Istituzione: FBK - ISR Corso Superiore di Scienze Religiose
(Facoltà Teologica del Triveneto)
Tipologia: Tesi di Laurea Magistrale in Scienze Religiose
Anno Accademico: 2017 - 2018
Relatore: prof.ssa Lucia Rodler
Collocazione: i-14 020 0396
Consultazione: non autorizzata
Pagine: 117

Abstract

Dietro alle sue morbide pieghe, il velo nasconde una storia indubbiamente millenaria che ha avuto inizio con le civiltà mesopotamiche e che si tramanda nei secoli attraverso le tradizioni e le religioni.
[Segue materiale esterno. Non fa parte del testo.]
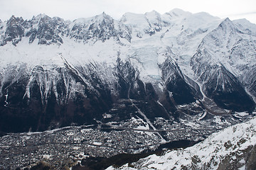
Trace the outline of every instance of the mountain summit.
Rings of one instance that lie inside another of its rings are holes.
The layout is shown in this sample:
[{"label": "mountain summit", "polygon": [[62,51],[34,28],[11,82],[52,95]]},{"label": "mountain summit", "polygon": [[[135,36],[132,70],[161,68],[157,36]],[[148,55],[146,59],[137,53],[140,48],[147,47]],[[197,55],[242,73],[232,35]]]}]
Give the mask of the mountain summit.
[{"label": "mountain summit", "polygon": [[0,21],[0,131],[242,121],[238,113],[255,109],[255,30],[179,9],[119,21],[13,16]]}]

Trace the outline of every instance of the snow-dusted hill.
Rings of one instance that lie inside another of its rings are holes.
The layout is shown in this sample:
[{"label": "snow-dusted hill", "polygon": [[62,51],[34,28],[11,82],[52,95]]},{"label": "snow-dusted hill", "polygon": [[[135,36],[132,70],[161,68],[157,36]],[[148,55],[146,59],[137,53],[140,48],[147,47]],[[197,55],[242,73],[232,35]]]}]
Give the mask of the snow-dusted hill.
[{"label": "snow-dusted hill", "polygon": [[180,9],[119,21],[11,16],[0,21],[0,131],[135,118],[151,129],[158,118],[206,126],[201,115],[239,122],[235,112],[255,108],[255,30]]},{"label": "snow-dusted hill", "polygon": [[186,149],[107,169],[255,169],[256,119],[212,134]]}]

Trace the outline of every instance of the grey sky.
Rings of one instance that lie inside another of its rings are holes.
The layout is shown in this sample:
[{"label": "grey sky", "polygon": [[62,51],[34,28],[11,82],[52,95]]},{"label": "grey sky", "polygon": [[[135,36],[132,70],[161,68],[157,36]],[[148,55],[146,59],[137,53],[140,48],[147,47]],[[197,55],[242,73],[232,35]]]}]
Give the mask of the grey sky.
[{"label": "grey sky", "polygon": [[115,19],[126,12],[144,13],[153,10],[164,13],[173,8],[207,12],[220,18],[247,18],[256,23],[255,0],[0,0],[0,19],[12,15],[30,19],[46,13],[64,19],[91,17],[105,11]]}]

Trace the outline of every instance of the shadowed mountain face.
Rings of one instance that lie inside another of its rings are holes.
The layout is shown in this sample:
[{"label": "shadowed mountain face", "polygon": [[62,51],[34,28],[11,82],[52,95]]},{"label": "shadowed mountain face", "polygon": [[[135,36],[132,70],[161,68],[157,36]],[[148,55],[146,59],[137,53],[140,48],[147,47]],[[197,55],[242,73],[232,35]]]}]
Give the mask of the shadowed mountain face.
[{"label": "shadowed mountain face", "polygon": [[0,131],[251,113],[255,28],[177,10],[11,16],[0,22]]}]

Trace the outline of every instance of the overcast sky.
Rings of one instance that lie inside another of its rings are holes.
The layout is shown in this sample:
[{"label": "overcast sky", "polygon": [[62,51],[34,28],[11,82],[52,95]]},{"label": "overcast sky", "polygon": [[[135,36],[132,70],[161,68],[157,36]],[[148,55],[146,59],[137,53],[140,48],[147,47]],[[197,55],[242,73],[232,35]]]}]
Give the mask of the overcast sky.
[{"label": "overcast sky", "polygon": [[73,21],[103,11],[119,19],[126,12],[144,13],[155,10],[163,14],[176,8],[231,20],[247,18],[256,23],[256,0],[0,0],[0,19],[6,21],[12,15],[31,19],[46,13]]}]

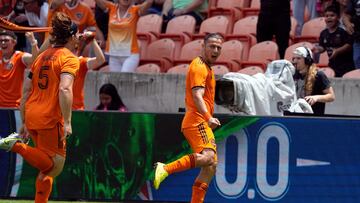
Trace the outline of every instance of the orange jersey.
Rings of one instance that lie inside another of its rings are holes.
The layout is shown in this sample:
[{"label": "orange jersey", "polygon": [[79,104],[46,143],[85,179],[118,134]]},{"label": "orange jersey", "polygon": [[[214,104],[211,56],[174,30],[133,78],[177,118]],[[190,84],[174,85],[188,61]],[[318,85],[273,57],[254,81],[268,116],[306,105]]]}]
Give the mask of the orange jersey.
[{"label": "orange jersey", "polygon": [[119,16],[118,5],[106,1],[109,8],[109,29],[106,52],[113,56],[130,56],[139,53],[136,26],[139,20],[139,7],[131,6],[124,16]]},{"label": "orange jersey", "polygon": [[3,62],[0,57],[0,107],[17,108],[20,105],[26,68],[22,60],[24,54],[16,51],[8,63]]},{"label": "orange jersey", "polygon": [[85,83],[85,76],[88,71],[87,67],[87,61],[89,58],[87,57],[79,57],[80,61],[80,68],[79,72],[76,75],[76,78],[74,80],[74,86],[73,86],[73,110],[84,110],[84,83]]},{"label": "orange jersey", "polygon": [[186,75],[185,105],[186,113],[181,128],[195,127],[205,121],[205,118],[198,112],[192,96],[194,87],[204,87],[203,96],[206,109],[212,115],[214,113],[215,99],[215,76],[212,69],[200,58],[195,58]]},{"label": "orange jersey", "polygon": [[79,32],[83,32],[87,27],[96,26],[95,16],[90,7],[83,2],[78,1],[74,7],[68,4],[62,5],[64,12],[71,18],[79,28]]},{"label": "orange jersey", "polygon": [[31,67],[32,90],[25,103],[25,124],[28,129],[49,129],[63,124],[59,102],[60,75],[76,76],[79,59],[67,48],[49,48]]}]

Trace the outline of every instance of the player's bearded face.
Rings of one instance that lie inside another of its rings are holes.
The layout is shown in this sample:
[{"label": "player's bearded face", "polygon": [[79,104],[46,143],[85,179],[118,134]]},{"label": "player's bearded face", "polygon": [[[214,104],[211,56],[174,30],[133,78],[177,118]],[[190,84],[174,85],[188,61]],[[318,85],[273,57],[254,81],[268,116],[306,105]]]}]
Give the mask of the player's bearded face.
[{"label": "player's bearded face", "polygon": [[205,58],[206,61],[213,64],[216,59],[221,54],[221,46],[223,41],[217,38],[210,38],[208,39],[207,43],[204,45],[205,47]]},{"label": "player's bearded face", "polygon": [[7,35],[0,35],[0,47],[3,52],[12,52],[16,45],[16,41]]}]

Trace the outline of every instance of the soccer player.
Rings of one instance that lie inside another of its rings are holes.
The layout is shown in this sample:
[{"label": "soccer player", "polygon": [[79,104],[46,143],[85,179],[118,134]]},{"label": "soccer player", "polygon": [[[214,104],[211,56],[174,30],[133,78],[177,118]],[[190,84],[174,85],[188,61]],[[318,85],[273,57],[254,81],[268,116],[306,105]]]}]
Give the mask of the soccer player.
[{"label": "soccer player", "polygon": [[[37,41],[33,33],[28,32],[26,36],[32,53],[36,54]],[[15,50],[16,43],[14,32],[0,30],[0,107],[19,108],[24,71],[33,61],[31,54]]]},{"label": "soccer player", "polygon": [[212,116],[215,77],[211,65],[219,57],[223,41],[223,37],[217,33],[207,34],[201,56],[191,62],[186,76],[186,113],[181,129],[194,153],[169,164],[158,162],[155,168],[154,187],[158,189],[168,175],[200,167],[200,174],[192,187],[192,203],[204,201],[216,170],[216,144],[212,129],[219,126],[220,121]]},{"label": "soccer player", "polygon": [[[35,203],[46,203],[53,178],[63,169],[66,138],[71,135],[73,81],[79,59],[70,51],[77,43],[77,26],[64,13],[52,19],[52,47],[34,61],[25,80],[20,112],[20,135],[0,139],[0,148],[19,153],[40,172],[36,178]],[[31,137],[35,147],[23,143]]]}]

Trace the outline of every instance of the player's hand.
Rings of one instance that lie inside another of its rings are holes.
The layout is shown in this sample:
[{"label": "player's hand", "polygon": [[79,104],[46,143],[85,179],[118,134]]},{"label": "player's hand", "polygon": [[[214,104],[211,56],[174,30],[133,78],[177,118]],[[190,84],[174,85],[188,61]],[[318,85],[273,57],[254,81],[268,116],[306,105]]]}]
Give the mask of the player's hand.
[{"label": "player's hand", "polygon": [[311,106],[314,105],[316,102],[318,102],[319,97],[317,95],[314,96],[306,96],[305,101],[309,103]]},{"label": "player's hand", "polygon": [[216,127],[218,127],[221,124],[217,118],[211,117],[208,121],[208,125],[211,129],[215,129]]},{"label": "player's hand", "polygon": [[61,140],[67,139],[72,134],[71,122],[64,123],[64,137]]}]

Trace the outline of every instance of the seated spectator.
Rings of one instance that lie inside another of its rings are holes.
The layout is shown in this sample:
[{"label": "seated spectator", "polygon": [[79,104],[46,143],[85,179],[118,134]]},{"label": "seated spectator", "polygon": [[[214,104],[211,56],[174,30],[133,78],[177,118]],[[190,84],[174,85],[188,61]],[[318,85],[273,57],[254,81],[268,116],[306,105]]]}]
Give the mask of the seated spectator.
[{"label": "seated spectator", "polygon": [[109,12],[109,30],[106,53],[109,57],[109,70],[112,72],[134,72],[139,65],[140,54],[136,36],[139,17],[146,14],[153,0],[133,5],[129,0],[112,3],[96,0],[96,4]]},{"label": "seated spectator", "polygon": [[99,90],[100,104],[96,107],[96,110],[114,110],[114,111],[127,111],[125,104],[122,102],[116,87],[107,83],[101,86]]},{"label": "seated spectator", "polygon": [[293,54],[297,98],[305,99],[311,105],[314,115],[324,115],[325,103],[335,100],[329,79],[325,73],[317,70],[309,48],[298,47]]},{"label": "seated spectator", "polygon": [[[27,33],[27,37],[31,42],[33,51],[37,52],[37,41],[34,35]],[[16,35],[13,32],[0,31],[0,107],[19,107],[24,71],[33,61],[31,54],[16,51],[16,40]]]},{"label": "seated spectator", "polygon": [[329,6],[325,9],[326,29],[320,33],[319,46],[315,46],[314,53],[327,52],[329,66],[334,70],[335,77],[342,77],[346,72],[354,70],[352,60],[351,36],[341,28],[339,9]]},{"label": "seated spectator", "polygon": [[204,19],[201,12],[208,9],[207,0],[165,0],[162,10],[164,28],[174,17],[180,15],[191,15],[195,18],[196,24],[200,25]]},{"label": "seated spectator", "polygon": [[297,21],[296,36],[301,35],[301,30],[304,25],[305,7],[308,8],[310,13],[310,20],[318,17],[317,12],[318,0],[293,0],[293,15]]}]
La sua storia si è sviluppata secondo diverse direttrici adattandosi spesso alle consuetudini dei popoli con cui è venuta in contatto.
Dall’analisi dei significati del velo nelle tradizioni ebraica, cristiana e islamica è emerso che esso non soltanto appare nel testo sacro relativo a ognuna di queste religioni, ma si può considerare un “elemento unificatore” tra esse.
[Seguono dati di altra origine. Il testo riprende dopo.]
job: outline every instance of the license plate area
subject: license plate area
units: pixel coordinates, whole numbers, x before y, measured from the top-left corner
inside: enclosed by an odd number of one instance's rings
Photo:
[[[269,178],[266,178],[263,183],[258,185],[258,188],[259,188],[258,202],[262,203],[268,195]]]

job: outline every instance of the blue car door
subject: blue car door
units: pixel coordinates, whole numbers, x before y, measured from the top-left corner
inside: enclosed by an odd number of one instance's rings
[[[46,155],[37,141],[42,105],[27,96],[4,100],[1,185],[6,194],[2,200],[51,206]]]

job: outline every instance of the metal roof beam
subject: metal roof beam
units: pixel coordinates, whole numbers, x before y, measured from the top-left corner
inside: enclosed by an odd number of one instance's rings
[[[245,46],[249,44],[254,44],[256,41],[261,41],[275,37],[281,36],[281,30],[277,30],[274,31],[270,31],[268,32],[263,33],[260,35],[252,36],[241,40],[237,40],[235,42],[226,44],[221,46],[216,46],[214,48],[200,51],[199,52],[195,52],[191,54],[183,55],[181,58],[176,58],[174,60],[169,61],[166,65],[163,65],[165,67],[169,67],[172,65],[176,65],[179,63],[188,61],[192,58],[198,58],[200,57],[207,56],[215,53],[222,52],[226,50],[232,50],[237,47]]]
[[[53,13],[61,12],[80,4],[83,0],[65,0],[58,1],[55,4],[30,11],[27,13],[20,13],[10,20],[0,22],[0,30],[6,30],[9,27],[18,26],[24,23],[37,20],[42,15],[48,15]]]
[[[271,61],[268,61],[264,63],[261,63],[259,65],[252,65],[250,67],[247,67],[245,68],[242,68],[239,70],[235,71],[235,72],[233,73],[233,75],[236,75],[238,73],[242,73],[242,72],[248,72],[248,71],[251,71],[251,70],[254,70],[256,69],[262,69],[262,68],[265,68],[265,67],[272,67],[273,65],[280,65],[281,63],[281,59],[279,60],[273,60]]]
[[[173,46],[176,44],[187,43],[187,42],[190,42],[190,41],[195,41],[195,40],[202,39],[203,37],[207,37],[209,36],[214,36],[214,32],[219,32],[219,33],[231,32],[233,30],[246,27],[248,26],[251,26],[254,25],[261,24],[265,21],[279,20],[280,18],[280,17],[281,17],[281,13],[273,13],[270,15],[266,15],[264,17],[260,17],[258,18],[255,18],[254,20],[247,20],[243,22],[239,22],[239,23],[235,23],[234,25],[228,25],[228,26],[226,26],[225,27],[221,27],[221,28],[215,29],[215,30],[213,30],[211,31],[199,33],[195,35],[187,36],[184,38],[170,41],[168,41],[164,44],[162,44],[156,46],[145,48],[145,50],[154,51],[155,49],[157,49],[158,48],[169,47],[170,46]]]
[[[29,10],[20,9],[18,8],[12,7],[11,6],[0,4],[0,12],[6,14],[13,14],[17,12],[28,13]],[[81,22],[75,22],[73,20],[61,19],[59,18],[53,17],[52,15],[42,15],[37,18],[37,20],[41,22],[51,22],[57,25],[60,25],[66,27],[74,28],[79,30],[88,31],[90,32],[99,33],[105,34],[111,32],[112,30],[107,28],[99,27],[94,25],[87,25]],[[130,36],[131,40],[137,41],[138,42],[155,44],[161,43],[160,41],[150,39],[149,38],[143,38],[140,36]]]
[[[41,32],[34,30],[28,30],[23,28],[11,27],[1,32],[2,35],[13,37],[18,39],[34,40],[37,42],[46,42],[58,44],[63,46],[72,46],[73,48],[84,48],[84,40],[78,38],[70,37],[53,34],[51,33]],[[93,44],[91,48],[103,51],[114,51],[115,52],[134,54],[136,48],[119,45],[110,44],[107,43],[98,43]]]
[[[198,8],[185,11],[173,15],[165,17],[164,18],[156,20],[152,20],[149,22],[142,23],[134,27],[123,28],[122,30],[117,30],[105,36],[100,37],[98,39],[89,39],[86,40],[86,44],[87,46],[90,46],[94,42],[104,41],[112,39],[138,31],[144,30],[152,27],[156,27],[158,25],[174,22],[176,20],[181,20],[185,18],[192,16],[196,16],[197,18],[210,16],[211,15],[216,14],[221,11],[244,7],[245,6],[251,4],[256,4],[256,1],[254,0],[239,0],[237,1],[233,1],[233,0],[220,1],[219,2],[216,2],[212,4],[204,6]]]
Le pagine della mia dissertazione hanno messo in luce diverse analogie sull’uso del termine “velo” nella Bibbia ebraica, in quella cristiana e nel Corano.
Il percorso seguito ci permette, inoltre, di rispondere a un interrogativo generale che si ritrova alla base dei dibattiti sull’uso e il significato del velo nel mondo islamico: si tratta, come espresso da alcuni, di una pratica prescritta nel Corano oppure una consuetudine ereditata dalla tradizione alla quale si sono affiancati i dettami religiosi?
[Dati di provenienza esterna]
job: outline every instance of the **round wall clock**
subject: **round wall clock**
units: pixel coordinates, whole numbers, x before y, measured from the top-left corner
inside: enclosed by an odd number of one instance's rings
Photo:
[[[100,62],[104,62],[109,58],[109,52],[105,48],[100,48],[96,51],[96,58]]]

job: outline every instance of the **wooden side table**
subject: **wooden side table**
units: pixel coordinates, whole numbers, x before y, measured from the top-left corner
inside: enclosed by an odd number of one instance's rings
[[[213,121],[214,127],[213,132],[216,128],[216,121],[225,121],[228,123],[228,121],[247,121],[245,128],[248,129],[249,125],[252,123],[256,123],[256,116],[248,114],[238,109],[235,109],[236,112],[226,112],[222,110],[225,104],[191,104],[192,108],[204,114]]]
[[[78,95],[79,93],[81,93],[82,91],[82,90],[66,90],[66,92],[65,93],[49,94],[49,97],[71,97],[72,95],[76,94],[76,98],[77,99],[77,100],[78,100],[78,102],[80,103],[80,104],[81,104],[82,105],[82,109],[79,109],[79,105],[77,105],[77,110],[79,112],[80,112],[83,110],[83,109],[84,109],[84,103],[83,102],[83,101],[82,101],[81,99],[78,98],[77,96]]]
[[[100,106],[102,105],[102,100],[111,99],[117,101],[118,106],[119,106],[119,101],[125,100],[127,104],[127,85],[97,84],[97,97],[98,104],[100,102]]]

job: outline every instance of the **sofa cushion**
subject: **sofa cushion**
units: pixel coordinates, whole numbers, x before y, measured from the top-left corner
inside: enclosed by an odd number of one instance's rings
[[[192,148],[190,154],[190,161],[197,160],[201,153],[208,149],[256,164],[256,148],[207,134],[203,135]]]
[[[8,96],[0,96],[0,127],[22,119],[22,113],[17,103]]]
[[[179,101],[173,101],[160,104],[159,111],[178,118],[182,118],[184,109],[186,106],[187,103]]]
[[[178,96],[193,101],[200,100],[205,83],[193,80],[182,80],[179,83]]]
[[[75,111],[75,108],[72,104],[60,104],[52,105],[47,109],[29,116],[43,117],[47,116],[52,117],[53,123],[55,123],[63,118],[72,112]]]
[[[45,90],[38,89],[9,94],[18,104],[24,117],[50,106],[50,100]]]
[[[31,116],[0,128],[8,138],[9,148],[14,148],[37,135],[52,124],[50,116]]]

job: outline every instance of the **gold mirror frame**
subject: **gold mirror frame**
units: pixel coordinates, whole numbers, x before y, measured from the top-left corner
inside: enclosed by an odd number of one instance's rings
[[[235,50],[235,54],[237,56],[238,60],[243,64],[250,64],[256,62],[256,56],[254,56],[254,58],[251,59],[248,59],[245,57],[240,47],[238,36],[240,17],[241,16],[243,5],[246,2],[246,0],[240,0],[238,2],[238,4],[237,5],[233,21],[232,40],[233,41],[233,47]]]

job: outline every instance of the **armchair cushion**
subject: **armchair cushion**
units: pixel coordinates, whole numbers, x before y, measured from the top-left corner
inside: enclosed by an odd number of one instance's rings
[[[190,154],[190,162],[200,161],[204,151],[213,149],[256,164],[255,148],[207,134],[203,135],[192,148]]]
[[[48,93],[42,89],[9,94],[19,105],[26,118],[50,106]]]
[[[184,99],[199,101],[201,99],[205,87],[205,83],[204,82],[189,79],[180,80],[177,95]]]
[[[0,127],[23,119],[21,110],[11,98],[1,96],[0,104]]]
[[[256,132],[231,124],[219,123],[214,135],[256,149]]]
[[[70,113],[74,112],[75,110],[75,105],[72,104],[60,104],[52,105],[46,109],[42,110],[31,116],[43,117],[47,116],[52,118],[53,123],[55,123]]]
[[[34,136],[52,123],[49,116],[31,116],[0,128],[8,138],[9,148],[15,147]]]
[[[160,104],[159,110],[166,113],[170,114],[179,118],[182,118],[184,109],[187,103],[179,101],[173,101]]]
Dalla ricerca da me compiuta, infatti, è scaturito quanto sia superficiale l’equazione «donna velata = donna musulmana (sottomessa)», che frequentemente emerge nelle discussioni pubbliche.
Queste riflessioni conclusive vorrebbero invitare a una maggiore cautela e consapevolezza nell’affrontare la questione del velo, sottolineando come punto di partenza la necessaria distinzione tra il suo significato religioso e il retroterra socio-culturale in cui esso è inserito e vissuto.
Ciò, a mio parere, risulta emergere in particolar modo dalle storie di donne iraniane famose (in particolare Aza Nafisi e Marjane Satrapi), che ho preso in considerazione nel corso della mia dissertazione. Queste, infatti, in quanto storie rielaborate sotto forma di arte e/o scrittura, non devono essere considerate, in quanto tali, come prodotti giudicabili dall’etichetta che li rimanda ad un’unica categoria: “donne iraniane intellettuali”, con il rischio di banalizzare le loro opere, trasformandole in mere “testimonianze di un’etnia”.
Non è questo l’intento. Piuttosto, c’è da considerare che la produzione artistico- letteraria di queste donne ha come base comune un’esperienza individuale e collettiva insieme: la Rivoluzione Iraniana.